Doug Sandom, primo batterista dei The Who, è morto a 89 anni

Doug Sandom batterista dei Detours poi diventati The Who è morto a 89 anni

Il batterista britannico Doug Sandom, originale membro dei Detours poi diventati The Who, è morto mercoledì 27 febbraio 2019 all’età di 89 anni.
L’artista inglese guidò da dietro le pelli la band (allora chiamati Detours) dalla metà del 1962 fino all’aprile del 1964 (data in cui hanno poi cambiato nome in The Who), data in cui ha lasciato il gruppo in seguito a un’audizione mancata per Fontana Records ed è stato sostituito poche settimane dopo da Keith Moon. Il resto è storia.

Pete Townshend omaggia Sandom sul sito ufficiale degli Who:

“Ho appena saputo da suo figlio che Doug, batterista dei primi Who, è morto ieri all’età di 89 anni.

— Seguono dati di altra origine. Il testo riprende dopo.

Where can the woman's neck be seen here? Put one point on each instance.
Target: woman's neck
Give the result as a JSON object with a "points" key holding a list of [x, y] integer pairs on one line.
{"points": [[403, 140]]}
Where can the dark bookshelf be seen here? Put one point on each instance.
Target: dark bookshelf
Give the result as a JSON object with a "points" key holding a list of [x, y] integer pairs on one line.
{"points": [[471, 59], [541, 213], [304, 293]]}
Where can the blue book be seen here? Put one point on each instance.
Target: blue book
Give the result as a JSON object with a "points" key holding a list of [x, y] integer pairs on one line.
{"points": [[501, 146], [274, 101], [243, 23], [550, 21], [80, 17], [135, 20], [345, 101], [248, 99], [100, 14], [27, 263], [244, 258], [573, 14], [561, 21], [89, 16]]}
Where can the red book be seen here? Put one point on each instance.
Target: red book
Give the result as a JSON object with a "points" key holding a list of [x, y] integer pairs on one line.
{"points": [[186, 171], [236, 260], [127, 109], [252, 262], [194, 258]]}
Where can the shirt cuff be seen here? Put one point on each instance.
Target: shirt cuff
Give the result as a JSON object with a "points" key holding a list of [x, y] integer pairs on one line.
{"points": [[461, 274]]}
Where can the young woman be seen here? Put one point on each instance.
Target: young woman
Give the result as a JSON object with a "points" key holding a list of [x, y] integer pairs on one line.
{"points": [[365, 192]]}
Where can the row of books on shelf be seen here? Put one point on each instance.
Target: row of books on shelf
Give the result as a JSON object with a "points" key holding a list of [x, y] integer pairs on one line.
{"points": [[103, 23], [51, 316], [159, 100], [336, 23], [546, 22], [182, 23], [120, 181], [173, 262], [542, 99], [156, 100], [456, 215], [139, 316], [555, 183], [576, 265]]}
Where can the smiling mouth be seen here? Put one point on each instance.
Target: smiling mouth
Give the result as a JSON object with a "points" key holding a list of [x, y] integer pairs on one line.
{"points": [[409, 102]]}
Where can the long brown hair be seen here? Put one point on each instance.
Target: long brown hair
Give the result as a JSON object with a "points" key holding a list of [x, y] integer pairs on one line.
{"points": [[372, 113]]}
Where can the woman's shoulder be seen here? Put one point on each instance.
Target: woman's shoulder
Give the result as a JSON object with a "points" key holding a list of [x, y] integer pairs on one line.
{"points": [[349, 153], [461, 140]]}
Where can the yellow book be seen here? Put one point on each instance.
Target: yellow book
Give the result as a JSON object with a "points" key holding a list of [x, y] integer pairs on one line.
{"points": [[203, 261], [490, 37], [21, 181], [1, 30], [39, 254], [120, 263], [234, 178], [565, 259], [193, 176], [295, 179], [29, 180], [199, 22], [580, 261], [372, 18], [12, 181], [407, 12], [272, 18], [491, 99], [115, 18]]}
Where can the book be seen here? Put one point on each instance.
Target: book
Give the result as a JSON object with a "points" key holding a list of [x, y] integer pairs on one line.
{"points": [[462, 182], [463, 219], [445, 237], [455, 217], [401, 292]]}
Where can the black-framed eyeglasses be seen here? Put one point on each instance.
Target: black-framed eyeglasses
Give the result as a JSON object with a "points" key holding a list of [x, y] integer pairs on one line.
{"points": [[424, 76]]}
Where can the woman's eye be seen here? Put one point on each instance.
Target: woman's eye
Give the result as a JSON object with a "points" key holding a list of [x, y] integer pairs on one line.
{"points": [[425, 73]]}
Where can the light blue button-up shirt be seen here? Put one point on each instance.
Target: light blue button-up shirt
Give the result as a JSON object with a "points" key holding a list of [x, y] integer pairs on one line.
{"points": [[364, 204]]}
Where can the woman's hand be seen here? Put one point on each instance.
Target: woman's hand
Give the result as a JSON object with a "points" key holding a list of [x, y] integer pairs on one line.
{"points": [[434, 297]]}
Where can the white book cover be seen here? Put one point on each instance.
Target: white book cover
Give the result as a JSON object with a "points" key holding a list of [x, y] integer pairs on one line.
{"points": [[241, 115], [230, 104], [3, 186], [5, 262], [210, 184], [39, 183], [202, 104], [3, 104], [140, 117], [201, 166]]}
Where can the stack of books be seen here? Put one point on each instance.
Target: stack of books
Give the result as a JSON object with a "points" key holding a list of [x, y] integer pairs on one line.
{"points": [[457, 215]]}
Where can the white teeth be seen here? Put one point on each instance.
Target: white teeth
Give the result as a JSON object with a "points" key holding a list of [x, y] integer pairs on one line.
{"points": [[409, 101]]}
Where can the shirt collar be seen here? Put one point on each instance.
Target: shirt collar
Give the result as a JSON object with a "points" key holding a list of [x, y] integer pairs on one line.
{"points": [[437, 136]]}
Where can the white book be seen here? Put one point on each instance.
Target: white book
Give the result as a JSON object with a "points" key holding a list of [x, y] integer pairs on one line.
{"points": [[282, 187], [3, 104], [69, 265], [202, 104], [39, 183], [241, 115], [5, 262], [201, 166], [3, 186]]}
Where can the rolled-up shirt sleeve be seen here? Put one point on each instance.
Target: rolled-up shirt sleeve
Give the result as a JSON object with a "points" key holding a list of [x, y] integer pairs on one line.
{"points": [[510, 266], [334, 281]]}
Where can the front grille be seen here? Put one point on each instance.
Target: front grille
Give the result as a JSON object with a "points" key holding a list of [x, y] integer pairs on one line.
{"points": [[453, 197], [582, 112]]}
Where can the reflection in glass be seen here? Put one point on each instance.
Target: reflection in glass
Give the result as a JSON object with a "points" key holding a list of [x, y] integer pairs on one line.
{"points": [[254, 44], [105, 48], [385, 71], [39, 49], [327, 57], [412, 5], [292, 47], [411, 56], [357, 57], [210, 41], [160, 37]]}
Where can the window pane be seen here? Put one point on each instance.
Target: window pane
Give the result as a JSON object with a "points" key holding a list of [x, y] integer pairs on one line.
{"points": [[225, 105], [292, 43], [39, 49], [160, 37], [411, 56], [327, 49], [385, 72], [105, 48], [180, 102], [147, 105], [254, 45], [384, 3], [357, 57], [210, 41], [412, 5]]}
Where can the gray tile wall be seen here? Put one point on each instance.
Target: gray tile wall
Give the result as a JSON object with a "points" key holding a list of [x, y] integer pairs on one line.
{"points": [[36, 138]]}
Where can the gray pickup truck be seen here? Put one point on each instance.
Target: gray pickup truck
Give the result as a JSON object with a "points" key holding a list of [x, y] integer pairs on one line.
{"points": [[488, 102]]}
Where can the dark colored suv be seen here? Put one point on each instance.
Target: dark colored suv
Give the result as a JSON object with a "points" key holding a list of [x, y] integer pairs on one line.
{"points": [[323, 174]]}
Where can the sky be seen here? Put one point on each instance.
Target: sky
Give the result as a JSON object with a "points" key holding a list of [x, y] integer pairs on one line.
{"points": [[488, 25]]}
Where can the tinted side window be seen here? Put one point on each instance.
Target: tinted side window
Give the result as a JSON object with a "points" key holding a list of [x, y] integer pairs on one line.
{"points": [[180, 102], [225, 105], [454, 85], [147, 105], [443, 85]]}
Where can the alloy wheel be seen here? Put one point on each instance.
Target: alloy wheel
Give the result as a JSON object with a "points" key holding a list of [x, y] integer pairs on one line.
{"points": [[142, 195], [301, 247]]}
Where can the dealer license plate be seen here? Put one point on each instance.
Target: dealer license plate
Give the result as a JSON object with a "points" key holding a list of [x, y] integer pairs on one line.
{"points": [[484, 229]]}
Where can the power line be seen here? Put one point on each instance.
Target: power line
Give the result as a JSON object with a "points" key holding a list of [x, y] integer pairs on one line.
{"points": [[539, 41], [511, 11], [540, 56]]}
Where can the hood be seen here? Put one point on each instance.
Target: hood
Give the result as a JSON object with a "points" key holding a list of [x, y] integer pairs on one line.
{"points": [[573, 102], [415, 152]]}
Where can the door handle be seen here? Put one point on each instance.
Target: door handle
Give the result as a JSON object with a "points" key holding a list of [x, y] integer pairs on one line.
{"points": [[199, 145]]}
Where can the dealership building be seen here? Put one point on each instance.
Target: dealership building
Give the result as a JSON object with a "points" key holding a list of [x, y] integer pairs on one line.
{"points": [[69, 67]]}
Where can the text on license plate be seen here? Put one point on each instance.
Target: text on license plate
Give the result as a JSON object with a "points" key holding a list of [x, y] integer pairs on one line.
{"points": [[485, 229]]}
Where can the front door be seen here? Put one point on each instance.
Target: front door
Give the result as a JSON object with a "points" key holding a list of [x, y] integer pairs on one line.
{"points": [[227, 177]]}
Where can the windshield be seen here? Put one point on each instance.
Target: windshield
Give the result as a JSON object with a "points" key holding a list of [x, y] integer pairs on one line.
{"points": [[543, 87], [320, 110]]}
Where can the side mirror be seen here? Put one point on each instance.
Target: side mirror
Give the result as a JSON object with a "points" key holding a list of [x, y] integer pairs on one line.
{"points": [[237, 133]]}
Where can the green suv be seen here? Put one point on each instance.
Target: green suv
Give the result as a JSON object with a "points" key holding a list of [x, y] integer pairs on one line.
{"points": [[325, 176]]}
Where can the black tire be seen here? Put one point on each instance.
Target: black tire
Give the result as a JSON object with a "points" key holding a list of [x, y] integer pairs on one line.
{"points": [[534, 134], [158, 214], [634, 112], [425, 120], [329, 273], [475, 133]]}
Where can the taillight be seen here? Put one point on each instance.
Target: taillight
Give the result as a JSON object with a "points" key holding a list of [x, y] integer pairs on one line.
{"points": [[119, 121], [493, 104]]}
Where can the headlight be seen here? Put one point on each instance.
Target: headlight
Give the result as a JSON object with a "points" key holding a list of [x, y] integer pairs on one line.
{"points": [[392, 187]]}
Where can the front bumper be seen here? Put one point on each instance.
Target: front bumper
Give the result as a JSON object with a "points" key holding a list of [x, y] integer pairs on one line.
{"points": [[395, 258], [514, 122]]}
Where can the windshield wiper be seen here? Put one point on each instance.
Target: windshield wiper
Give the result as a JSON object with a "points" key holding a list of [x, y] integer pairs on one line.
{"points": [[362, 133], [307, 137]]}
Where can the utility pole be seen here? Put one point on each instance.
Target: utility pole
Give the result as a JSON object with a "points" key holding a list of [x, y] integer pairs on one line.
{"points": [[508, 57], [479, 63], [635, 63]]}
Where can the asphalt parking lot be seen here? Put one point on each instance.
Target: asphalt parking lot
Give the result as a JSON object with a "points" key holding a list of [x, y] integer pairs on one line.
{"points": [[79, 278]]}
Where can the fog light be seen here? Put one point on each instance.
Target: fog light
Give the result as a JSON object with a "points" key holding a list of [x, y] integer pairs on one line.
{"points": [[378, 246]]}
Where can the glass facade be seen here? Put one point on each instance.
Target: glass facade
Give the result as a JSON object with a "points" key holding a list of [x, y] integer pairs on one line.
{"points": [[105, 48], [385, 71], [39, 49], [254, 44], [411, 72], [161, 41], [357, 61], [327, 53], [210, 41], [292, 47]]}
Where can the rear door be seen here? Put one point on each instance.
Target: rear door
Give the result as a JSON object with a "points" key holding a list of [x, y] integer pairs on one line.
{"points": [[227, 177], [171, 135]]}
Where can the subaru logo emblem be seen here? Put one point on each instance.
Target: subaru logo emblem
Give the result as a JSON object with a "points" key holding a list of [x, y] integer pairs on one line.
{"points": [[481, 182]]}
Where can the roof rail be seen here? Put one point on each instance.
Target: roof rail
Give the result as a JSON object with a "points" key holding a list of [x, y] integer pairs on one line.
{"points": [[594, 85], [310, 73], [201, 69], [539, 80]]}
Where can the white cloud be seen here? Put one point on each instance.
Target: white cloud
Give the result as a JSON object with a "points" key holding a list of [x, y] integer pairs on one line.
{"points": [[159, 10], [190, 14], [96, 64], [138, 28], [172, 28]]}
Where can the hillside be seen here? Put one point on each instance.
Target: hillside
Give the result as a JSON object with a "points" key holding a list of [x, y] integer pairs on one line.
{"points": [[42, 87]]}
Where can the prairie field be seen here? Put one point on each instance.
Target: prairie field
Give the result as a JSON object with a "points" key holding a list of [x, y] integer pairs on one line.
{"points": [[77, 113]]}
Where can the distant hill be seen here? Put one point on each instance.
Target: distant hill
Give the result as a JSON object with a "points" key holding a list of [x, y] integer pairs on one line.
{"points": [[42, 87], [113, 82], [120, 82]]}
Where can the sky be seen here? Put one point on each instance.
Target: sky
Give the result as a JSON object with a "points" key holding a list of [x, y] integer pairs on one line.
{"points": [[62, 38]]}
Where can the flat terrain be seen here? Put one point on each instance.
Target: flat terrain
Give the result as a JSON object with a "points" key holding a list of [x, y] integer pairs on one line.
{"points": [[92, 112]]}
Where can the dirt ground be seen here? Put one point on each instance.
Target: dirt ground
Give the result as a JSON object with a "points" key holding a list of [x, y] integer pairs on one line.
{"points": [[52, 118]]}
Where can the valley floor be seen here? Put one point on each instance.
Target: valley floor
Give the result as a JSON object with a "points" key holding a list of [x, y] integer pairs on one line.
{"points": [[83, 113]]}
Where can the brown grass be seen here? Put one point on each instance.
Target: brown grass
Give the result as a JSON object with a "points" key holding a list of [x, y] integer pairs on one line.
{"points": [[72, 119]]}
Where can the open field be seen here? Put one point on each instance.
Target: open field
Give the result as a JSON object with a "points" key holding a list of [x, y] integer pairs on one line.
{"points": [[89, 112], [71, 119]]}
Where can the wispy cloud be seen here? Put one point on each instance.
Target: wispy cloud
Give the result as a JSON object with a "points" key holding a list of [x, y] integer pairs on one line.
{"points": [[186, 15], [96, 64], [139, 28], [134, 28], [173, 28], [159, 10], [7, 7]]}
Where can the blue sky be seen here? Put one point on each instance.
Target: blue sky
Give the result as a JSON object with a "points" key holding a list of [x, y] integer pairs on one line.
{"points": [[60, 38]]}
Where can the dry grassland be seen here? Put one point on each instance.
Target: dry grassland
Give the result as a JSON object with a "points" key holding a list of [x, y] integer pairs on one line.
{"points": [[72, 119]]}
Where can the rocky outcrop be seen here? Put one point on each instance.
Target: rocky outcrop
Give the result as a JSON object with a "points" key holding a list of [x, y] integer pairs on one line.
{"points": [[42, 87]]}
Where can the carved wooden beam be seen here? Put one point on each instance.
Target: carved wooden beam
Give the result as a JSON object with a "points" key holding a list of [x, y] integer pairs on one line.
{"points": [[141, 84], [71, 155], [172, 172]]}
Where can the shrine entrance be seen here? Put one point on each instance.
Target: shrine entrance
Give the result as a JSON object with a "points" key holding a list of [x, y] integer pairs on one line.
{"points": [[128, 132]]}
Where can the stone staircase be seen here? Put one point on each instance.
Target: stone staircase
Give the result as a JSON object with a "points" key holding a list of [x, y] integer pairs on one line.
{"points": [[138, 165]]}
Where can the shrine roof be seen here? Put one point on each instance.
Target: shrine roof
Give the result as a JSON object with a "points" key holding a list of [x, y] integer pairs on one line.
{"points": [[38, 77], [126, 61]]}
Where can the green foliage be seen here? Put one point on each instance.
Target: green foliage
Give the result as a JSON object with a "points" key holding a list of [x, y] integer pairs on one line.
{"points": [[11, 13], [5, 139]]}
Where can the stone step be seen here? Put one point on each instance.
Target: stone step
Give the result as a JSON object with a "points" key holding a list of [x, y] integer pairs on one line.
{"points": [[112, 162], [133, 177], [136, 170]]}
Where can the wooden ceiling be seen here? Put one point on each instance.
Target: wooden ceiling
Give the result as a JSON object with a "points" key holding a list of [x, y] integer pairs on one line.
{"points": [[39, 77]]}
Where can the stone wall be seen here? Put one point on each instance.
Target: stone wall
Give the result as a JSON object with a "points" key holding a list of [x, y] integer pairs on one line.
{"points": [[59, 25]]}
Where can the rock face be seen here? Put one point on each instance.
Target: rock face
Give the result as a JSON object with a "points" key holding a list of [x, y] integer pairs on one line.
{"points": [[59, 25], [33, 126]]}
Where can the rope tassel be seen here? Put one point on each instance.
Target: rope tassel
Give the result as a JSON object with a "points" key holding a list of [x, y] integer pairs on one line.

Se avete letto il mio libro “Who I Am”, saprai quanto è stato gentile con me Doug e come ho affrontato malamente la sua partenza, poi sostituito da Keith Moon. Un muratore di mestiere, Doug era un batterista eccellente ma è stato considerato dalla nostra prima etichetta discografica troppo vecchio per noi. Era la sua età e la sua saggezza che lo rendevano importante per me. Non ha mai deriso le mie aspirazioni come alcuni dei miei coetanei tendevano a fare (a volte ero un po’ egoista). Mi ha incoraggiato – come ha fatto il mio migliore amico in quei giorni, Richard Barnes. Doug ci ha messo un po’ a perdonarmi ma alla fine lo ha fatto, e anche se non ci siamo poi rivisti molto, siamo rimasti amici. Avrebbe quasi certamente provato venire a vedere Roger e me allo stadio di Wembley quest’anno, e ci mancherà ad entrambi”.